Plants recruit oil-detoxifying microbes By JANET RALOFF 

 The 1991 Gulf War brought oily devastation to much of the Persian Gulf region. But testifying to this environment's resiliency, signs of a natural recovery are emerging--even around the perimeter of former oil lakes created by war-ravaged pipelines and wells. From this defiled desert landscape, wildflowers reemerged unexpectedly last year.

 Biologists analyzing the spring-blooming plants' tentative comeback now believe they may have unearthed--literally--the roots of a natural, low-tech, and relatively low-cost strategy for cleansing oiled soil: plant cultivation.

"These plants should not have grown at all, because oil contains aromatic compounds, which are toxic," observes Samir Radwan, who led the probe. But when he and his colleagues at the University of Kuwait in Safat dug into the crude-soaked desert, they found the wildflowers' roots not only healthy but free of oil.

 The only logical explanation, Radwan says, was that the roots recruited ubiquitous oil-degrading microbes to clean up. So his team cultured bacteria and fungi residing in the oily sand. And in the July 27 Nature, they report that the root zone was indeed a rich reservoir of well-known oil-eating microbes.
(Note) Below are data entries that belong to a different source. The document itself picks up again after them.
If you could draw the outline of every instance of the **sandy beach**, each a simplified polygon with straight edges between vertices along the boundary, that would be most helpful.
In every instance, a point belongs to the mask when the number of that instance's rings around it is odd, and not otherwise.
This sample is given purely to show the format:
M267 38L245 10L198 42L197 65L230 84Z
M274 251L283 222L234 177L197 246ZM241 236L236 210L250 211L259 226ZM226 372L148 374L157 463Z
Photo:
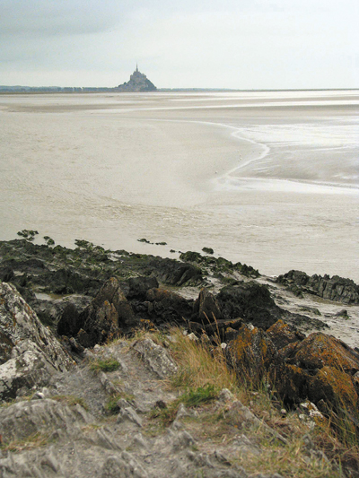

 Immediately adjacent to the roots, one family of bacteria (Arthrobacter) accounted for fully 95 percent of the resident microbes. "But go out just 1 centimeter from the root and you find a completely different microflora [community of fungi and bacteria]," Radwan observes. These organisms, too, degraded oil, the microbiologist reports.

 The annuals that his team studied in the desert belong to the same family as sunflowers (Compositae). To find out what other plants might survive, the Safat team tainted the sand in greenhouse pots to match the petroleum concentrations in which the wildflowers had been growing--10 percent crude oil by weight. Most of the corn, barley, wheat, termis (a legume), and tomatoes planted in this oiled sand not only germinated but grew into healthy-looking plants, albeit 25 to 40 percent smaller than those raised in clean sand. Naturally occurring microbes also kept roots growing in the tainted sand free of oil.

 Oil alone entices many petroleum-noshing bugs to immigrate to polluted areas. However, the rich nutrients exuded by plant roots--such as sugars, amino acids, oxygen, and vitamins--make that environment even more welcoming, Radwan observes. For this reason, his team recommends "densely cultivating suitable plants in polluted Kuwaiti desert areas as a promising approach for their bioremediation."

 In fact, this "solar-powered system may find very wide application in many different parts of the world and with many different contaminants," argues toxicologist Barbara T. Walton of Oak Ridge (Tenn.) National Laboratory.

 Other groups, her own included, have reported evidence that root-zone microbes have the potential to degrade a number of noxious contaminants, from organic solvents and TNT to persistent pesticides. Critics, however, have questioned the prospects for such "phytoremediation" under the extreme conditions that can plague polluted sites. Now, Walton says, Radwan's team "offers in-your-face evidence that this [phytoremediation] can clean up a contaminant of widespread concern--oil--under extreme conditions."

 What's more, phytoremediation could cost far less than conventional cleanup technologies, notes Burt Ensley of Phytotech in Monmouth Junction, N.J.

 Because soil-cleaning plants may absorb some of the toxic materials around them, Walton believes that the trick will be to identify plants for cultivation that won't tempt growers or wildlife to dine on them.